USC accepts bowl ban, appeals other penalties

USC accepts bowl ban, appeals other penalties

Published Jun. 25, 2010 1:00 a.m. ET

Southern California filed an appeal with the NCAA on Friday, asking that several sanctions on its football program be reduced because they are "too severe'' and "inconsistent with precedent.''

USC appealed only certain aspects of this month's ruling. Among the penalties were a two-year bowl ban, four years of probation, scholarship losses and removal of several victories. The school will accept a bowl ban for the upcoming season and certain scholarship penalties in football, but believes the full sanctions were unduly harsh.

USC asked for the two-year postseason ban to be reduced to one year. The school also wants the NCAA's scholarship reductions in football from 2011 to 2013 to be reduced to five lost scholarships in each season, rather than 10.

"We disagree with many of the findings in the report from the NCAA Committee on Infractions and assert that the penalties imposed are too severe for the violations identified and are inconsistent with precedent in similar cases,'' said Todd Dickey, USC's senior vice president for administration.

ADVERTISEMENT

USC already announced it would appeal immediately after the sanctions were handed down June 10. The NCAA's appeal process typically takes at least several months, and Dickey said the Trojans might get an answer by spring only in a best-case scenario.

The NCAA's infractions appeal committee next meets in late September and early November. Given that time frame, the Trojans had little choice but to accept the bowl ban for the upcoming season in the Trojans' debut under coach Lane Kiffin.

After a four-year investigation of the entire athletic department, USC was penalized for a lack of institutional control. The report cited numerous improper benefits for Heisman Trophy-winning tailback Reggie Bush and former basketball player O.J. Mayo, who spent just one year with the Trojans.

The NCAA accepted the Trojans' self-imposed sanctions on their men's basketball and women's tennis teams, but threw the book at the venerated USC football team, which won seven straight Pac-10 titles and two national championships in the past decade. The coaches who presided then - football's Pete Carroll and basketball's Tim Floyd - left USC in the past year.

The NCAA said Bush received lavish gifts from two fledgling sports marketers hoping to sign him.

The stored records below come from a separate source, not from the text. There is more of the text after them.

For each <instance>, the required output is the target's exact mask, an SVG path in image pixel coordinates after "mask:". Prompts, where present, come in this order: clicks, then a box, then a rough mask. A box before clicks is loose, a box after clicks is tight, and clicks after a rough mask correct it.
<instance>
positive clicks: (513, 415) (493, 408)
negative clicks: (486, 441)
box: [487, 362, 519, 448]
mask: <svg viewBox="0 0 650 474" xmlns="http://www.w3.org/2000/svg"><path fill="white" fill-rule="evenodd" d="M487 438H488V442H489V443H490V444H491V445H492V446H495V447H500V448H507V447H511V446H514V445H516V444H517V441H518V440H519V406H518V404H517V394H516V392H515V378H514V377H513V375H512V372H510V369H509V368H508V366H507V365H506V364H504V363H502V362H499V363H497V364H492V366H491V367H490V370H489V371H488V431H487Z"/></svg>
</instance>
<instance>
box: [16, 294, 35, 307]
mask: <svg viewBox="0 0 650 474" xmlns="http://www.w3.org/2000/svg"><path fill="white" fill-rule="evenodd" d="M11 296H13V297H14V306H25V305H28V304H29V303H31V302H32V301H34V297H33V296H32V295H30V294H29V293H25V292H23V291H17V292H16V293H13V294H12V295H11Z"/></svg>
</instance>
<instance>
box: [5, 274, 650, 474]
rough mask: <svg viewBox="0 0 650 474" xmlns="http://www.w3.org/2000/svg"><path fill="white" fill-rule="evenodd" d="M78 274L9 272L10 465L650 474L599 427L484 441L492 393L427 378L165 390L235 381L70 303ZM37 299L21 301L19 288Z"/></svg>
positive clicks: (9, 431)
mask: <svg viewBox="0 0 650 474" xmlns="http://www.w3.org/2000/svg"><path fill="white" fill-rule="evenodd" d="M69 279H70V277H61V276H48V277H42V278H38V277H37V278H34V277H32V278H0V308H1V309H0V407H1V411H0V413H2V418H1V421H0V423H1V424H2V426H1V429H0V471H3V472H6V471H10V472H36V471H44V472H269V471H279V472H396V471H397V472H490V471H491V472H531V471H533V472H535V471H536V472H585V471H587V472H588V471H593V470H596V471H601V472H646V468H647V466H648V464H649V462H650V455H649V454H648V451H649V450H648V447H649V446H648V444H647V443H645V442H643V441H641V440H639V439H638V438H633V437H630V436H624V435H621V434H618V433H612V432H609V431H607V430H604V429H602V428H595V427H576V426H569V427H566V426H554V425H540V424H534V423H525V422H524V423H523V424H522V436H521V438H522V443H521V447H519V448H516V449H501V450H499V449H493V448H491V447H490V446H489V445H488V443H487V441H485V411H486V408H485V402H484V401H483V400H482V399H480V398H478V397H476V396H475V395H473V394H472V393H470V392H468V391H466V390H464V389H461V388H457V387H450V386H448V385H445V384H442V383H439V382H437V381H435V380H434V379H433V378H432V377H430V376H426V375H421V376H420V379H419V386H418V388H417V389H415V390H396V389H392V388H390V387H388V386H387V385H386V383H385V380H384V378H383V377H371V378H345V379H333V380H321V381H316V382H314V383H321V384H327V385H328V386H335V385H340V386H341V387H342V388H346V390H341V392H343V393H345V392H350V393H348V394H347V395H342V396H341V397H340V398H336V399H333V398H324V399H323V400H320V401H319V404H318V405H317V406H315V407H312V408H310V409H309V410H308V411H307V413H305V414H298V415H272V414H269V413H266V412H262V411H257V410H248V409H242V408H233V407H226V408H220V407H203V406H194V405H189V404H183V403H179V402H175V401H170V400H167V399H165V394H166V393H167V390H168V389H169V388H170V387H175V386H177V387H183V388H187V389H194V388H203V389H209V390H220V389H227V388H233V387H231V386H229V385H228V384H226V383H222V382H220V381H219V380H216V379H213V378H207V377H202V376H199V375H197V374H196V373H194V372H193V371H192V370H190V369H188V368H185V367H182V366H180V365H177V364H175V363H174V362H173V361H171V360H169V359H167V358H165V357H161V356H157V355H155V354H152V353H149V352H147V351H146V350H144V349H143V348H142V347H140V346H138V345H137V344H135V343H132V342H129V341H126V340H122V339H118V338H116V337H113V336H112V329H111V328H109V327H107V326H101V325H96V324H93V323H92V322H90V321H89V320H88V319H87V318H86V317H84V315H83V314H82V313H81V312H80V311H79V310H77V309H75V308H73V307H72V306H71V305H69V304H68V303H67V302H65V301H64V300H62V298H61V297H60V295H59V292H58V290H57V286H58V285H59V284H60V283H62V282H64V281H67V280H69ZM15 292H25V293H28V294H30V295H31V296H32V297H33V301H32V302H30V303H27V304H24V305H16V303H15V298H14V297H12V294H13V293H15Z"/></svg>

The men paid for everything from hotel stays and a rent-free home where Bush's family apparently lived to a limousine and a new suit when he accepted his Heisman Trophy in New York in December 2005.

"The university recognizes that violations of NCAA rules did occur, especially involving impermissible benefits going to student athletes as well as their friends and families, from unscrupulous sports agents and sports marketers,'' Dickey said. "We take full responsibility for those violations, given that they happened on our watch.''

The NCAA declared Bush was ineligible beginning at least by December 2004, a ruling that could open discussion of the revocation of the New Orleans Saints star's Heisman. Members of the Heisman Trust have said they might review Bush's award if he were ruled ineligible by the NCAA.

Bush has acknowledged no wrongdoing and vowed to help USC fight the sanctions, although his apparent reluctance to speak to NCAA investigators was a factor in the length of the investigation.

Many former Trojans have criticized the penalties, among them tailback LenDale White.

"I don't think that 100 kids on the football team should be punished for what somebody else's actions were,'' White, the former Tennessee Titans running back recently released by Carroll's Seattle Seahawks, told a Nashville radio station this week. "I think if they deem (Bush) ineligible ... that should just be what it is. Let him forfeit his stuff.''

The NCAA also banned USC from playing a 13th game this season and next season, but later delayed the penalty to avoid forcing Hawaii to cancel its home opener against the Trojans on Sept. 2 at Aloha Stadium.